Con lui collaboratori di giustizia come  Sergio Flamia, l’uomo del protocollo Farfalla (ricevette, pare, 150 mila euro in cambio delle sue rivelazioni), rappresentato da un attore, e don Massimo Ciancimino, in carne ed ossa, tornato sui banchi di "Michele chi?"(Siciliano dixit) in qualità di protagonista, per sua ammissione, da 15 anni a questa parte, della storia giudiziaria italiana, ormai più popolare del celebre padre. Don Vito fu il braccio politico, dc, delle cosche e latore, per interposta persona, del celebre “papello” di Totò Riina sui desiderata dei boss in regime di carcere duro.
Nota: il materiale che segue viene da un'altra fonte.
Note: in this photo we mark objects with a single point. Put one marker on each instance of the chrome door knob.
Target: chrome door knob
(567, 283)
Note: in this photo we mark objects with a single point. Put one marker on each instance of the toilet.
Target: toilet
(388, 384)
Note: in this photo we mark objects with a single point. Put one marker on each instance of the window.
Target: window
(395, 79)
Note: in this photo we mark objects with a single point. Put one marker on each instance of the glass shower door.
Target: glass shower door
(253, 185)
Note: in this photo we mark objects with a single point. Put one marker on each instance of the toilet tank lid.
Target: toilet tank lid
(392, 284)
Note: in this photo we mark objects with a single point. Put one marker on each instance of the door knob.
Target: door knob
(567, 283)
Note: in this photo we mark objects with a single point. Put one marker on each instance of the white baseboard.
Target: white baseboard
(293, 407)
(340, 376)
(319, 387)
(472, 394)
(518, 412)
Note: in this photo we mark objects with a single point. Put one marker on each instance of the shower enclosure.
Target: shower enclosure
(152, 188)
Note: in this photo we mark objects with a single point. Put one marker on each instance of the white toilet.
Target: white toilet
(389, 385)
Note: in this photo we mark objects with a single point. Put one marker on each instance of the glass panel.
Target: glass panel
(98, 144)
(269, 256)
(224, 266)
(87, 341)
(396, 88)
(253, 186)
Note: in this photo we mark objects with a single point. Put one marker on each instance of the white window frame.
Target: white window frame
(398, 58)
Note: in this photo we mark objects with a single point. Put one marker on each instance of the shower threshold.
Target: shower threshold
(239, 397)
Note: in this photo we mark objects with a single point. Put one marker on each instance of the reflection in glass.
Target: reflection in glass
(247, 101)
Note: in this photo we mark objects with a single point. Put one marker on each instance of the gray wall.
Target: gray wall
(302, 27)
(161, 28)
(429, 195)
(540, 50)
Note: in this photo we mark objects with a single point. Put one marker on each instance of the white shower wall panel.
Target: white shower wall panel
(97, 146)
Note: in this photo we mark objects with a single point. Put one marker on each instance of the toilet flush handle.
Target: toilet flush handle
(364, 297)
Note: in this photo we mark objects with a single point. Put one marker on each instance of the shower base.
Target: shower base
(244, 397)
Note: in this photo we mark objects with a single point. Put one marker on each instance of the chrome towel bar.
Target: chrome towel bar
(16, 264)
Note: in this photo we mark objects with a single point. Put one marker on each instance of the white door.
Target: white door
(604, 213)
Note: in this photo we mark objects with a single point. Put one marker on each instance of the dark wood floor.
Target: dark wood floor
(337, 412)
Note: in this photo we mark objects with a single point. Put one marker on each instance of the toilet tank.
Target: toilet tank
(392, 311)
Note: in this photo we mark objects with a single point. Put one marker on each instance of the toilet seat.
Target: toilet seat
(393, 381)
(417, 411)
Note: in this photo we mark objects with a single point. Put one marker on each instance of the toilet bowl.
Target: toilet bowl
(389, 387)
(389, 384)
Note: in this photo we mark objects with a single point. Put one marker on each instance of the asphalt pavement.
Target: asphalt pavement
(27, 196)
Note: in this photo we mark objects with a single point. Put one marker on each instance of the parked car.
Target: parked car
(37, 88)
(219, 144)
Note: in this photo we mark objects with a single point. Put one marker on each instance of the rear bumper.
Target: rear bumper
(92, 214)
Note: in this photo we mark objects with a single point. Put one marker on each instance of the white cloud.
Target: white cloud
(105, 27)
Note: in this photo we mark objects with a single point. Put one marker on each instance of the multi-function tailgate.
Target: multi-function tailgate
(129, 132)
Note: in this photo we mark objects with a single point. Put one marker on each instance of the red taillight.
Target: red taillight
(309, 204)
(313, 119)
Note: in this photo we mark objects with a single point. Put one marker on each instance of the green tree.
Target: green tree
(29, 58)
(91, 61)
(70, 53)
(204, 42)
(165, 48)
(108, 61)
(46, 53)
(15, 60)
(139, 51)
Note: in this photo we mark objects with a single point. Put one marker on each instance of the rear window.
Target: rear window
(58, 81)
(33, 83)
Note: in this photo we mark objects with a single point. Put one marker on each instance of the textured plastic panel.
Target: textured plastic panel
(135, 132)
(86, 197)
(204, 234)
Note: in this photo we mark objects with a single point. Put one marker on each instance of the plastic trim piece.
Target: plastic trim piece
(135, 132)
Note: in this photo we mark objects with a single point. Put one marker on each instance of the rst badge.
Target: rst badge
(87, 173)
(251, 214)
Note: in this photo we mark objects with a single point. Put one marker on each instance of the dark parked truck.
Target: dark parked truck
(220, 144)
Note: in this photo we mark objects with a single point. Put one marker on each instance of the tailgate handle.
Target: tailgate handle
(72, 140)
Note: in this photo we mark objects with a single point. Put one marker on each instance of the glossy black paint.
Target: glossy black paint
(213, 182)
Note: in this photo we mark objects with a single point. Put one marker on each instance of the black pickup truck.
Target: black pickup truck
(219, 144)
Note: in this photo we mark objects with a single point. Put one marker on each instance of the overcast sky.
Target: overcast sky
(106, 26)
Un parterre, che fece invidia a Bruno Vespa, per il rilievo degli ospiti e la materia sottoposta a giudizio: non il recente funeralone di Roma o i protagonisti e i testimoni, trasferiti nel salotto di "Porta a porta"dalle cronache dei crimini più efferati. Ma la trattativa, vera o presunta, che lo Stato, attraverso i suoi servitori, avrebbe allacciato, o tentato di allacciare, con i boss, furibondi per via del "41 bis", e mandanti dei delitti, che hanno insanguinato l’Italia.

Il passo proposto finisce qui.